Important note: this blog contains a brief summary of the developments of the Machine Learning Model Development using AutoML use case. For more details and information, please access the complete official document of this work.
This blog outlines the development and deployment of a machine-learning solution aimed at predicting credit card fraud. By leveraging AutoML and Google Cloud services, the solution provides a robust framework for addressing fraud detection, ultimately helping companies safeguard their financial interests.
Business Goal and Machine Learning Solution: Identifying the Business Question/Goal
In this section, we address the business question of predicting credit card fraud cases from a set of features. This allows companies (such as credit card or insurance companies) to anticipate fraud cases and take preventive actions. By deploying a machine learning model to predict fraud cases, the company can enhance its fraud detection capabilities and improve financial outcomes.
In this blog, we address the critical business need of predicting credit card fraud. This is vital for companies like credit card and insurance companies to proactively identify and mitigate fraud cases, ensuring financial stability and security.
Machine Learning Use Case
The focus is to develop a machine-learning solution that accurately predicts credit card fraud. This involves presenting a complete machine learning workflow, from data exploration to model deployment. The goal is to provide a predictive classifier model that can forecast credit card transaction outcomes (fraud or not fraud) based on a given set of features.
How the Machine Learning Solution Addresses the Business Goal
The proposed solution is a predictive classifier model, trained using AutoML and deployed on the Google Cloud Model Repository. This model will receive requests and provide forecasts for credit card transaction outcomes, enabling the company to act swiftly on predicted fraud cases and enhance their financial results.
Implementation Details
Data Used
The data for this demo consists of two datasets:
- Training Dataset: Contains balanced cases of fraud and non-fraud.
- Test Dataset: Used to validate the model.
Both datasets were built from the original Raw creditcard.csv file provided by Kaggle.
Workflow and Model Development
The workflow includes:
- Data Exploration: Analyzing the dataset to identify relevant features and necessary transformations.
- Model Training: Using AutoML to train a predictive classifier model.
- Model Deployment: Deploying the trained model to Google Cloud Model Repository.
The objective is to illustrate the implementation of a complete machine-learning workflow to achieve accurate predictions.

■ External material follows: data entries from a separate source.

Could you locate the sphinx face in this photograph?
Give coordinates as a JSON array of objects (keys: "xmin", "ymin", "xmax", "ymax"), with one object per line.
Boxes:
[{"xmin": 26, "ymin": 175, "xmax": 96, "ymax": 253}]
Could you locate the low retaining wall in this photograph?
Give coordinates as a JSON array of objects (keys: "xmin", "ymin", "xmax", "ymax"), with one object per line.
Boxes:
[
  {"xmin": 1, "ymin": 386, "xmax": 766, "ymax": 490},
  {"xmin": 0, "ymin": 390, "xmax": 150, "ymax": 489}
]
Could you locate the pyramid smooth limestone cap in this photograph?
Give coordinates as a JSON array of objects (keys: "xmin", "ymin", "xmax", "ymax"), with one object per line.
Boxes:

Steps in Machine Learning Model Development
The use case involves presenting a complete machine learning workflow, from data exploration to model deployment, to predict the outcome of credit card transactions (fraud or not fraud). A predictive classifier model, trained using AutoML, is deployed on the Google Cloud Model Repository to an endpoint for making online or batch predictions.
Expected Impact on Business Goal
By implementing a machine learning solution to predict credit card fraud, companies can proactively address fraud cases, thus safeguarding financial assets and improving overall financial health.
Data Exploration
Data Exploration Overview
For effective data exploration, partners should:
- Describe the data exploration performed
- Explain how modeling decisions were influenced by this exploration
Key Steps in Data Exploration
- Identify Variables: Determine each variable in the datasets (train and test).

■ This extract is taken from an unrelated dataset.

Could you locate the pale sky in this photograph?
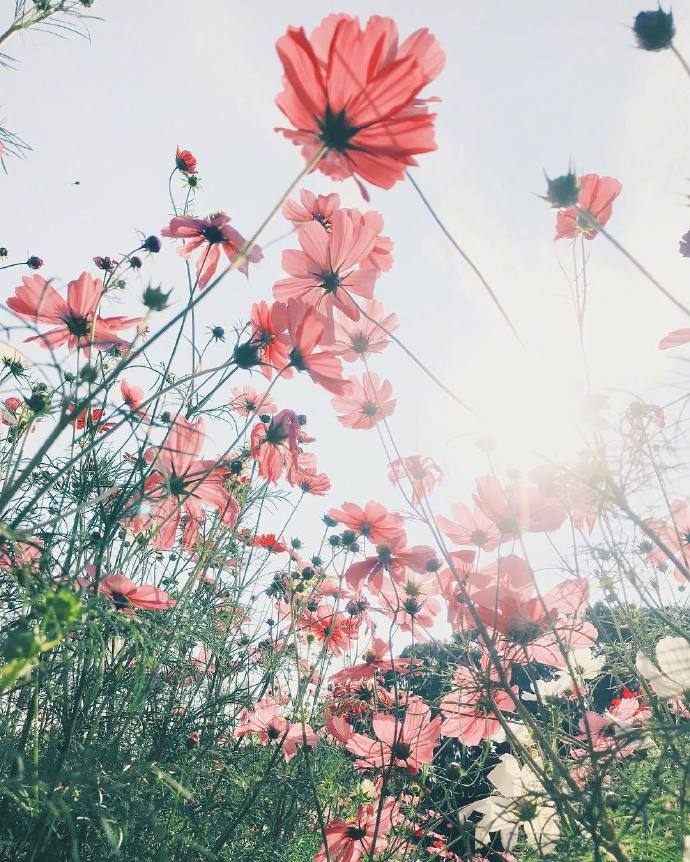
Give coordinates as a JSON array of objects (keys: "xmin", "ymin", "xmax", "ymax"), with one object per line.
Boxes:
[{"xmin": 2, "ymin": 0, "xmax": 690, "ymax": 556}]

- Data Types: Check and adjust data types if necessary.
- Column Elimination: Identify and discard irrelevant columns.
- Transformations: Apply necessary transformations to variables.
- Correlation Analysis: Analyze correlations to decide which variables to keep.
- Missing Values: Identify and address missing values.
Data Exploration Process
- The original creditcard.csv dataset was copied to a Cloud Storage bucket.
- Data types were checked and found suitable.
- The distinct values of each column were analyzed, with no missing data identified.
- Notable skewness was found in the response variable (Class), which had very few fraud cases.
- Feature V2 was discarded due to its significant correlation with the amount variable.
Key Findings
- Correlation: A significant correlation between V2 and the amount led to V2 being discarded.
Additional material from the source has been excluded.